When communicating, be it voice or data communication, you should be aware of the risks associated with third parties gaining access to or modifying your information. Therefore, people handling sensitive or even classified data need to use some type of security solution in order to avoid information leaks.

A person who needs to communicate classified information should use products that are approved by a country’s security authority. The information can be classified into different levels depending on the degree of damage that the information might cause if it falls into the wrong hands: Top Secret, Secret, Confidential and Restricted. Different security solutions are approved for different levels. “Below” the Restricted level is unclassified yet highly sensitive information, for example, company confidential, patient and social secrecy.

Some threats can be removed by changing communication behavior. Others can only be eliminated by using security solutions, such as encrypted products and advanced security solutions. This page is intended to familiarize you as a reader with some of the threats and some of the ways to avoid them.

Threats to voice communication

The most common threats to a voice call are different types of eavesdropping in the network.
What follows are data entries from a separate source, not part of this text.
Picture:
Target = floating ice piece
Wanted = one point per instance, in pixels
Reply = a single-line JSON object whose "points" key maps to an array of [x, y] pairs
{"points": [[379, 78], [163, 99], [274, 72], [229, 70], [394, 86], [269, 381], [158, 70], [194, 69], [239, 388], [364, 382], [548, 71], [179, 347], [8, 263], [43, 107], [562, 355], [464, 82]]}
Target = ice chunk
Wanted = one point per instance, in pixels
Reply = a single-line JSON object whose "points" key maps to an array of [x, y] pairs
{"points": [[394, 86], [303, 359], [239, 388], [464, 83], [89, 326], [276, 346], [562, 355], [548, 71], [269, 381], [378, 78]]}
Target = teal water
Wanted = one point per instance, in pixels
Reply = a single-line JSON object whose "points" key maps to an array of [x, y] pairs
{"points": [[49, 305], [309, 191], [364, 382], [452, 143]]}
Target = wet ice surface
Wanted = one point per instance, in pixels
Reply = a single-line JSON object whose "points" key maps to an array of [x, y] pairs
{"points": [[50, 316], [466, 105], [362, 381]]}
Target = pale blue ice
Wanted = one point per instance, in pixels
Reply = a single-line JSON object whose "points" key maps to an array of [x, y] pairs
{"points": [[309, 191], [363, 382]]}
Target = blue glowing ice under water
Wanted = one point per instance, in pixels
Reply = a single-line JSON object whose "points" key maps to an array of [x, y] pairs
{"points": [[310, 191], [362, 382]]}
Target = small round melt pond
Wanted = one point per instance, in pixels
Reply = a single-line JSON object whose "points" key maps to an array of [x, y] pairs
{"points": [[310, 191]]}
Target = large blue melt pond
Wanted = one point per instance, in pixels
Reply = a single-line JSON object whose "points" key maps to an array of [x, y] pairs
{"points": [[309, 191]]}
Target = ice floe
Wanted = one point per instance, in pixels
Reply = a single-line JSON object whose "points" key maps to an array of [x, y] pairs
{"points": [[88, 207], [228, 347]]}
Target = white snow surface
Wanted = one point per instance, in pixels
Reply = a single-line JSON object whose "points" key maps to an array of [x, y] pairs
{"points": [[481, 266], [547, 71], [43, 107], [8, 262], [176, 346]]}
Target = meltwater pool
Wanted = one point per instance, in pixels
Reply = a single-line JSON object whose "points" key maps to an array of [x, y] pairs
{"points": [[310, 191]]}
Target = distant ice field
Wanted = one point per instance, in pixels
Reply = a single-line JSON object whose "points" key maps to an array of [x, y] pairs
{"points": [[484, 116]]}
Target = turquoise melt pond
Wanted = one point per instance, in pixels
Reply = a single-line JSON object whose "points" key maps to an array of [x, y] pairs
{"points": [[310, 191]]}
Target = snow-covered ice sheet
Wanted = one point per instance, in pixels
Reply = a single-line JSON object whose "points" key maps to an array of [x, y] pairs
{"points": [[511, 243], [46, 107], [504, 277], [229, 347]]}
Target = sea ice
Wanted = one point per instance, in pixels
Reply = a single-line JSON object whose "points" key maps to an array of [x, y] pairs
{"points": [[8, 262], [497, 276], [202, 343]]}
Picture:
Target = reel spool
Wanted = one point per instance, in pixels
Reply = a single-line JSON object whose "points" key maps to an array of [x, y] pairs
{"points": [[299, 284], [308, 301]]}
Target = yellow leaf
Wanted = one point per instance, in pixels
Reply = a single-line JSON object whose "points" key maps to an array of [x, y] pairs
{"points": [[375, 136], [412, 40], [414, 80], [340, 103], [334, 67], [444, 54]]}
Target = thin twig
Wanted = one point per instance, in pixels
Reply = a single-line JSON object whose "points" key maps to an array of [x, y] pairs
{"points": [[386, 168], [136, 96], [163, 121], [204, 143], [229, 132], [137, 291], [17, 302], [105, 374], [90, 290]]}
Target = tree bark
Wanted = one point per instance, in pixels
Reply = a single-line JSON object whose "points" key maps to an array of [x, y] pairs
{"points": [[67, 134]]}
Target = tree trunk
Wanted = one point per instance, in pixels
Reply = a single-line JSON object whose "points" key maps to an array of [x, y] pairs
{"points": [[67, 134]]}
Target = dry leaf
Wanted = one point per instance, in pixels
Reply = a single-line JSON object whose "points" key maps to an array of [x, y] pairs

Calls may be transmitted unencrypted through the operator’s network, allowing anyone with or without authorized access to the network to eavesdrop on a conversation.

For mobile phones there are additional risks, such as the call being connected to a false base station. This type of local eavesdropping makes it possible to intercept and record a call and to manipulate text messages. Another risk is spoofing, where a hacker can easily forge an identity, pretending to be someone in your phonebook.

In addition to this, owners of smartphones may be exposed to trojans and other malware that could be embedded in downloads for the phone.  Nowadays an increasing amount of data that was previously stored on computers is moving over to smartphones. The smartphone is an important tool and contains addresses, e-mail, text messages and notes from meetings. It also stores information about the user’s whereabouts, Internet searches and passwords for social networks. A lost or stolen smartphone could present a major security risk.  

The development of smartphones and their numerous functions provides many opportunities for flexibility and working on the run. Unfortunately, this also poses considerable challenges in terms of security for organizations with employees who own such devices.

Tips for secure usage of mobile phones

  • Never leave you mobile phone unattended and never lend it to someone you do not know.
  • Password-protect your mobile phone.
  • Ensure that the system software is updated to the most recent version.
  • Turn off functions that enable others to connect to your mobile phone, such as Bluetooth.
  • Do not connect to unknown wireless networks.
  • Do not open MMSs or e-mails from unknown senders.
  • Do not open unknown links or attachments and do not approve unexpected installations.
  • Download applications only from known sources.
  • Turn off your mobile phone if you do not want someone to be able to pinpoint your location.
  • Connect or synchronize only cellular devices that are approved by your company to Internal networks and computers.  

Threats to network communication

Today, organizations are increasingly using external server farms for storing data. If the data that is transferred between users and server farms is sensitive, or even classified, it needs to be protected with a security solution. If it is not protected, there is the risk of the information leaking somewhere in the network located outside the firewall. There is also the risk that someone with malicious intentions, with or without authorized access to the network, could add false data or modify the data being sent in the network.

Geographic distribution of an operation is both natural and desirable in many companies and organizations, but we still expect network communication between two or more buildings or offices, or between several floors of buildings, to work transparently without delays. This demands a high-speed security solution capable of encrypting and decrypting large amounts of data.